The Hansen and Kolbe measures might not survive in the final Defense Department supplemental budget bill, the vehicle for all this legislative legerdemain. The Senate Armed Services Committee's version all but ignores the Pentagon's entreaties about environmental laws. So Defense lobbyists will have to try to get the House-passed provisions enacted by amendment from the Senate floor.
For this debate, tentatively scheduled for right after Memorial Day, the Pentagon has a politically potent argument: "American soldiers, sailors, airmen and Marines are becoming less ready, and that makes them vulnerable," in the words of Deputy Undersecretary of Defense Ray DuBois.
But in mid-May came a published report about a General Accounting Office document which concludes that environmental laws have had no negative impact on military training. The sources of this account were un-named, but no one rushed to deny it, and on careful reading, the Pentagon's own "talking points" warn only of prospective dangers. They do not claim that the laws have diminished the proficiency of today's forces. The pilots who recently bombed near Kabul and Kandahar, the special forces troops climbing the hills near Khost, do not seem short of acquired skills.
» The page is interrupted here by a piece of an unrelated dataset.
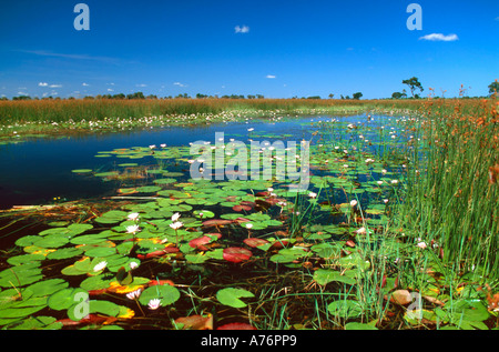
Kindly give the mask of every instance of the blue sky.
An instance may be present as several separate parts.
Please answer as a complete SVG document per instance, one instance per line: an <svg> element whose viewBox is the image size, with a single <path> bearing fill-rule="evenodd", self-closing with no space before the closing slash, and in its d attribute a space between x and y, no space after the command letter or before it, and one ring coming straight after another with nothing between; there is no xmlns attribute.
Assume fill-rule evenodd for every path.
<svg viewBox="0 0 499 352"><path fill-rule="evenodd" d="M73 27L78 2L89 6L88 31ZM411 2L421 7L421 30L407 29ZM0 2L0 95L8 98L360 91L374 99L414 76L424 95L431 87L454 97L461 84L487 94L499 79L499 1Z"/></svg>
And for all the acclaim given the military these days, the electorate seems unconvinced by the Pentagon's complaints. According to a survey by the respected Zogby polling firm, a whopping 85 percent of the folks think the military should have to comply with environmental laws.
Barmy as they could be, Mack the Knife and his friends had their own remedy for popular opposition: "And if the population should greet us with indignation, we'll chop 'em to bits because we like our hamburgers raw."
But the Pentagon and the Congress can't do that. Not yet. Not quite.